D1_array=np.array([1, 2, 3])
D2_array=np.array([4, 5, 6])
print(D1_array+D2_array) #Addition= numpy.add(D1_array, D2_array) #A
print(D1_array-D2_array) #Subtraction= numpy.subtract(D1_array, D2_array)#B
print(D1_array*D2_array) #Multiply= numpy.multiply(D1_array, D2_array) #C
print(D1_array/D2_array) #division= numpy.divide(D1_array, D2_array) #D
print(D1_array%D2_array) #Surplus= numpy.add(D1_array, D2_array) #E
print(D1_array**D2_array) #Exponentiation numpy.power(D1_array, D2_array) #F
[5 7 9] #A [-3 -3 -3] #B [ 4 10 18] #C [ 0.25 0.4 0.5 ] #D [1 2 3] #E [ 1 32 729] #F
(Note) The alphabet at the end of the list corresponds to the alphabet on the output line of the print function in the above code.

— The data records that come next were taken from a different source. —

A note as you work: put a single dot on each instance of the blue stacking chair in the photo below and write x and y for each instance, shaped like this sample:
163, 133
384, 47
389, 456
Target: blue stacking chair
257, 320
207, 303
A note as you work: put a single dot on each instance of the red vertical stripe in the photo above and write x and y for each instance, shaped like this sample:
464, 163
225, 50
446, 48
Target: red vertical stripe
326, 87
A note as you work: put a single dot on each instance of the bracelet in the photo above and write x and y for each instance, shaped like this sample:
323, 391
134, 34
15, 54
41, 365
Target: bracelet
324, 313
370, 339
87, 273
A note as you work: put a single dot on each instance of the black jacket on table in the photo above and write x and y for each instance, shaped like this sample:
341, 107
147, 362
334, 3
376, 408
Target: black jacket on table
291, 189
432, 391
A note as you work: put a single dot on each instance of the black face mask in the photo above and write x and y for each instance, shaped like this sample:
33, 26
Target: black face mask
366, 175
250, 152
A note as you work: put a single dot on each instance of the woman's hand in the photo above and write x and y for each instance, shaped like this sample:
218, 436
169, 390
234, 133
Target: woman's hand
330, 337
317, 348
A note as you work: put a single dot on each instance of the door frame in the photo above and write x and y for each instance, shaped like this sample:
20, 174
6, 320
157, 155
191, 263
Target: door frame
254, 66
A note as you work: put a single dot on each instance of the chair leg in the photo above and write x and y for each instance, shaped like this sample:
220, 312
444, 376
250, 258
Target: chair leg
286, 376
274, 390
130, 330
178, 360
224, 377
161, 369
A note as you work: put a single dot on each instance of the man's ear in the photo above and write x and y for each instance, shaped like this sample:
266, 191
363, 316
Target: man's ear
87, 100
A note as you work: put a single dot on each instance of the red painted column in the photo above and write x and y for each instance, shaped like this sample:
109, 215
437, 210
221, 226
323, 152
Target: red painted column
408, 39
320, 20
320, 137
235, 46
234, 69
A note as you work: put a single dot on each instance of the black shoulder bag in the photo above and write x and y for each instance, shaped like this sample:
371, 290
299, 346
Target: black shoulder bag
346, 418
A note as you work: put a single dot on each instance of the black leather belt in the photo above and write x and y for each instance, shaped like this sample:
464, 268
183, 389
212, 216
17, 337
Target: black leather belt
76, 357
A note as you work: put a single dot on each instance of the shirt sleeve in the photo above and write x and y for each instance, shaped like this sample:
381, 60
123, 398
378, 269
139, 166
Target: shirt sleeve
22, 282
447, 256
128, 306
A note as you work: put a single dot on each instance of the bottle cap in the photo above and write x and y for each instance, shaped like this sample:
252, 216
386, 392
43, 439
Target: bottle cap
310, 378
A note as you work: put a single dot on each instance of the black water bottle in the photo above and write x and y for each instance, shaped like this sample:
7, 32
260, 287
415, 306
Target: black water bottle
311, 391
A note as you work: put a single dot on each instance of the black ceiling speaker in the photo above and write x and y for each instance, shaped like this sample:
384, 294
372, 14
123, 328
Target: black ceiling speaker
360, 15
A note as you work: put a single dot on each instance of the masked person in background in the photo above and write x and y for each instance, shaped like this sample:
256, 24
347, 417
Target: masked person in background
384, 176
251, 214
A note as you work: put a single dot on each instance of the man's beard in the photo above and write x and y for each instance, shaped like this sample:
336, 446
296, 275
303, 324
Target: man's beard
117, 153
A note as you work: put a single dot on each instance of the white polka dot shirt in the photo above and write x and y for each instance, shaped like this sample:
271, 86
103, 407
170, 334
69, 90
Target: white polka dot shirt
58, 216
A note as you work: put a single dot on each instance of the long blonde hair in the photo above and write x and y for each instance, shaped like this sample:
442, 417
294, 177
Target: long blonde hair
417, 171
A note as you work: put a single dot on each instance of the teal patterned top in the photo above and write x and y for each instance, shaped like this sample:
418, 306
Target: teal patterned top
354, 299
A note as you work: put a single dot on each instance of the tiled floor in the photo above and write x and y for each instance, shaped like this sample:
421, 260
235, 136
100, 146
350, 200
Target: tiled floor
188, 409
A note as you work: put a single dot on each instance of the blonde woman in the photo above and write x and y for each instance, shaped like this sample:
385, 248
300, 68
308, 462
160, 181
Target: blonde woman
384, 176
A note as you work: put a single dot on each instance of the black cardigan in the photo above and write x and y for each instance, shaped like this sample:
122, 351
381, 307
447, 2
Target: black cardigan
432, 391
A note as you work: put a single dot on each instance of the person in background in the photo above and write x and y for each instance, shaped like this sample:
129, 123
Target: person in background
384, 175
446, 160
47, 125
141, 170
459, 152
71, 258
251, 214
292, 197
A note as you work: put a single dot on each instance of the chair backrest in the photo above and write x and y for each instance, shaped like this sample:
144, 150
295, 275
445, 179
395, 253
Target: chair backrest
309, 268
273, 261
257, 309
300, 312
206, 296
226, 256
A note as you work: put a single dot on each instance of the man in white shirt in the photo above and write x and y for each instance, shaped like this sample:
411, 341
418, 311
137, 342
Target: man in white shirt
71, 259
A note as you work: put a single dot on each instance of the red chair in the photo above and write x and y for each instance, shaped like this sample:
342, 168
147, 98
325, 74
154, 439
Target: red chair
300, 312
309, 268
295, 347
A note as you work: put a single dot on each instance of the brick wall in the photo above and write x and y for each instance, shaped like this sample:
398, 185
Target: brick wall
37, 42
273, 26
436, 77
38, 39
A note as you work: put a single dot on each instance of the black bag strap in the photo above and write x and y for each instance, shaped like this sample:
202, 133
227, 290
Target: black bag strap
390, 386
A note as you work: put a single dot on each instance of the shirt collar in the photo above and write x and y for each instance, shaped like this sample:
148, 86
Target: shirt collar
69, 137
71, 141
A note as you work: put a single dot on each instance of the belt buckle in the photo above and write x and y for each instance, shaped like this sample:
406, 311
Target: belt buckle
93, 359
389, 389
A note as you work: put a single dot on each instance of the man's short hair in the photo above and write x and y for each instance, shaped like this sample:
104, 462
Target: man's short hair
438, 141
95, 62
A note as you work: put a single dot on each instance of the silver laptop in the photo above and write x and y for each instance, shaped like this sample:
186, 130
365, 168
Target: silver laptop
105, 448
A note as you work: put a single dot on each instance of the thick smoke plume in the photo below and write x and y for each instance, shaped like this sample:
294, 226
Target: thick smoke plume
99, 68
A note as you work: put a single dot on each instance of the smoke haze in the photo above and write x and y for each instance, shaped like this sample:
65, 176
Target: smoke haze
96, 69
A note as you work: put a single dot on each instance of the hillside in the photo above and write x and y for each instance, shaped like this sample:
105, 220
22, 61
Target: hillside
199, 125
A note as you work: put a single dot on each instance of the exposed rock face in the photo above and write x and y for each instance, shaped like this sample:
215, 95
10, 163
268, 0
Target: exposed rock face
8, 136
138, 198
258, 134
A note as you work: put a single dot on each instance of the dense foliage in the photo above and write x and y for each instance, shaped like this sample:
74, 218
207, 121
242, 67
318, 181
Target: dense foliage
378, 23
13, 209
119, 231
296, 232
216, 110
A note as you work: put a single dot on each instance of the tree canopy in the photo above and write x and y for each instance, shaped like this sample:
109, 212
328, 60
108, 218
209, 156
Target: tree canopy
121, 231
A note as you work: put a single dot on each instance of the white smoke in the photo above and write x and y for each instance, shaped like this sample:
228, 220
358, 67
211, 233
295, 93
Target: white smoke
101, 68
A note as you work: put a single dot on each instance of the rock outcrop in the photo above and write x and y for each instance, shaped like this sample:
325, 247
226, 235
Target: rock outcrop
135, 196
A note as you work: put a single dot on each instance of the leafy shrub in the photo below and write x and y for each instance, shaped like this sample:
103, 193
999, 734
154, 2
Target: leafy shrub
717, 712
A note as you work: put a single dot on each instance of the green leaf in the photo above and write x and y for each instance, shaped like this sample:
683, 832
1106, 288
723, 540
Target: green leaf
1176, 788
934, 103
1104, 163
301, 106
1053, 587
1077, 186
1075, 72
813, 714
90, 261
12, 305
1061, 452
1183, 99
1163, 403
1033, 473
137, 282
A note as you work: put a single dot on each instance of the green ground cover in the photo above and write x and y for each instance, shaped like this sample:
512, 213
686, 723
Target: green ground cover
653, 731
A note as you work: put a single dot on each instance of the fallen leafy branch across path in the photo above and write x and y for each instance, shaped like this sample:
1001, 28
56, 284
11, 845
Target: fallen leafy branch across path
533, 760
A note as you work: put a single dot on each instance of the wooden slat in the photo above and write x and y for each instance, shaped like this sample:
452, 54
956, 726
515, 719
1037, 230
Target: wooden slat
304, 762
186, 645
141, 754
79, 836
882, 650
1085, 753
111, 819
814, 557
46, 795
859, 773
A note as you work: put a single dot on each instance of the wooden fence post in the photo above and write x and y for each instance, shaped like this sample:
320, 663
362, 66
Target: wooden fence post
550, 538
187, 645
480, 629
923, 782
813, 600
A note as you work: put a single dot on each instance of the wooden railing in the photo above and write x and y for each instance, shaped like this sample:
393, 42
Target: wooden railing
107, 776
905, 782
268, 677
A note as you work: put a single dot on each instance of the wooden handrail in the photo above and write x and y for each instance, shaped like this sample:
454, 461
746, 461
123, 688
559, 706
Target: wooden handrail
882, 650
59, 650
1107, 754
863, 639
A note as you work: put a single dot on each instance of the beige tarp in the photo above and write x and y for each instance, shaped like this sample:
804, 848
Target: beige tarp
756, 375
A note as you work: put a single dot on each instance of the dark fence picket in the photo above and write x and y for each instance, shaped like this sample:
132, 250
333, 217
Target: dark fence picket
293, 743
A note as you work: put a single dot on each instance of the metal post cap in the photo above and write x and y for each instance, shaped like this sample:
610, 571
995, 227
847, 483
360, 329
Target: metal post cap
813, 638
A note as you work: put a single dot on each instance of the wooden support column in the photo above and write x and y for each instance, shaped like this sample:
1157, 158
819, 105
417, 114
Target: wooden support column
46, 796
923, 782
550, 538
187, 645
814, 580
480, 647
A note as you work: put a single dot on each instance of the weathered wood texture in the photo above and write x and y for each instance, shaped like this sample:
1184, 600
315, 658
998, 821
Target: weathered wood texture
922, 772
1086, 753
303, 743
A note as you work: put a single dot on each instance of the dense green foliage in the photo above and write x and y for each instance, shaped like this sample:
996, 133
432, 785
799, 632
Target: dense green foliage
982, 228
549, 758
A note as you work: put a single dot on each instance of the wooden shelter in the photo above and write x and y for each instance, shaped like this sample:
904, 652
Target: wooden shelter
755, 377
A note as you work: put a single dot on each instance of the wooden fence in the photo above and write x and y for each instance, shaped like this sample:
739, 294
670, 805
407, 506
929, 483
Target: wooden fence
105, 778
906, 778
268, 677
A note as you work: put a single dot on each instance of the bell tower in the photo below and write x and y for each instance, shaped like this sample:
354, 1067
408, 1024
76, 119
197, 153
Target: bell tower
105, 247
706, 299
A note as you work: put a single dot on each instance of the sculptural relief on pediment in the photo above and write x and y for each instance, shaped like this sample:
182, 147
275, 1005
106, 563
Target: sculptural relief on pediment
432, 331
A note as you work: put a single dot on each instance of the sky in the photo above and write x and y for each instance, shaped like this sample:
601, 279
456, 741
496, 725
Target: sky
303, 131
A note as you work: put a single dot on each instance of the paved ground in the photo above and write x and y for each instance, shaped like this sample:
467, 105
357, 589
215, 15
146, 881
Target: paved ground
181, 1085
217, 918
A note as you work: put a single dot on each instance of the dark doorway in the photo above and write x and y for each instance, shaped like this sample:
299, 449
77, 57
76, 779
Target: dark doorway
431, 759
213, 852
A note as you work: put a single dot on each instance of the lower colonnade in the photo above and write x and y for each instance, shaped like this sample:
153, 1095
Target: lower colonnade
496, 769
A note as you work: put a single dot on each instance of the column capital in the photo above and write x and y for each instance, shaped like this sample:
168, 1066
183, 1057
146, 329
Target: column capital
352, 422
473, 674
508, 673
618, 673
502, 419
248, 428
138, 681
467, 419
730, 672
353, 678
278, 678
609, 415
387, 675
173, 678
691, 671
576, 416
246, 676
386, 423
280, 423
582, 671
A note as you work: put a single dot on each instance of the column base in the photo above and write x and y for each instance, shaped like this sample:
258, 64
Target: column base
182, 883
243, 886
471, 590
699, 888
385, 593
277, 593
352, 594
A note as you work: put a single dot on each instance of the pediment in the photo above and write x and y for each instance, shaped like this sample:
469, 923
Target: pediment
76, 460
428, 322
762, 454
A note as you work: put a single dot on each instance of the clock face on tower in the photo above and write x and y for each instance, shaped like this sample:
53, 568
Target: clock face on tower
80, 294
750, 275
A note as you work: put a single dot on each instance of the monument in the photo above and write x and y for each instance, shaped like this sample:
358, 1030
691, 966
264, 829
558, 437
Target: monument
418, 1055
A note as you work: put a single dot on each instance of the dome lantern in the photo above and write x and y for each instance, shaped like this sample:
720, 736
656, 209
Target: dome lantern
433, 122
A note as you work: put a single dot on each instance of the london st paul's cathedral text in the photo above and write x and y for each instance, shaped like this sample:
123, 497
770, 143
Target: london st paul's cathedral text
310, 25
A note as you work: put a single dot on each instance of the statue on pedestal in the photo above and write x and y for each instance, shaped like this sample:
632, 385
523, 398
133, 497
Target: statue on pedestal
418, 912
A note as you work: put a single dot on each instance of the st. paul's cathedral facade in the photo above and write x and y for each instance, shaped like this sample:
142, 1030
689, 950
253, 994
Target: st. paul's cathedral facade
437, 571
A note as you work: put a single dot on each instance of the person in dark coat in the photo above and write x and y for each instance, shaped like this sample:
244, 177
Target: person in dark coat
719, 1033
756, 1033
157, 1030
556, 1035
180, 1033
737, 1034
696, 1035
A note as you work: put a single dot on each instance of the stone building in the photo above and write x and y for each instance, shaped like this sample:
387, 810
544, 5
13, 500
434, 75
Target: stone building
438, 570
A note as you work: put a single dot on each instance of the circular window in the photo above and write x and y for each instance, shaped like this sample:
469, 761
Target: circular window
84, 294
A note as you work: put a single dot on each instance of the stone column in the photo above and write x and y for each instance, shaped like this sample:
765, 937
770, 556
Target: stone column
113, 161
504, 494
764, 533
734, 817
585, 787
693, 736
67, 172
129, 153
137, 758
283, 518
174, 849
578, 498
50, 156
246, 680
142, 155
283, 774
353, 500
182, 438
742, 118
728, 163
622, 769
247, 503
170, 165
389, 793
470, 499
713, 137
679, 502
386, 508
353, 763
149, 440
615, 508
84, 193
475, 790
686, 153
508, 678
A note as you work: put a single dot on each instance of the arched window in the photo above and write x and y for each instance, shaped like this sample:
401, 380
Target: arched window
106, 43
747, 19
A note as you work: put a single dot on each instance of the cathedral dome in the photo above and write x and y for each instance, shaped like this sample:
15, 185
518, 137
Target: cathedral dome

Example(6)Function mapping
import numpy as np
"""
Applying the same function to array elements
"""
D_array=np.array([1, 2, 3]) #Element 1, 2,Array D with 3_Build array
print(np.cos(D_array)) # D_Evaluate the cos function value with all elements of array as arguments
print(np.sqrt(D_array)) # D_Sqrt function with all elements of array as arguments(root)Evaluate the value
[ 0.54030231 -0.41614684 -0.9899925 ] [ 1. 1.41421356 1.73205081]
An [object] called ndarray created by numpy.array (list) (https://ja.wikipedia.org/wiki/%E3%82%AA%E3%83%96%E3%82%B8%E3%82% A7% E3% 82% AF% E3% 83% 88_ (% E3% 83% 97% E3% 83% AD% E3% 82% B0% E3% 83% A9% E3% 83% 9F% E3% 83% B3 Comparing% E3% 82% B0)) with a list object by python, it has the following features (Reference [1]). Calculation processing can be speeded up by 1 and 2. This is because the overhead during calculation (memory access / time required for function call) is reduced. See reference [1] for details.
[1] Kenji Nakaku, "Introduction to Python for Science and Technology Calculations", Gijutsu-Hyoronsha, 2016.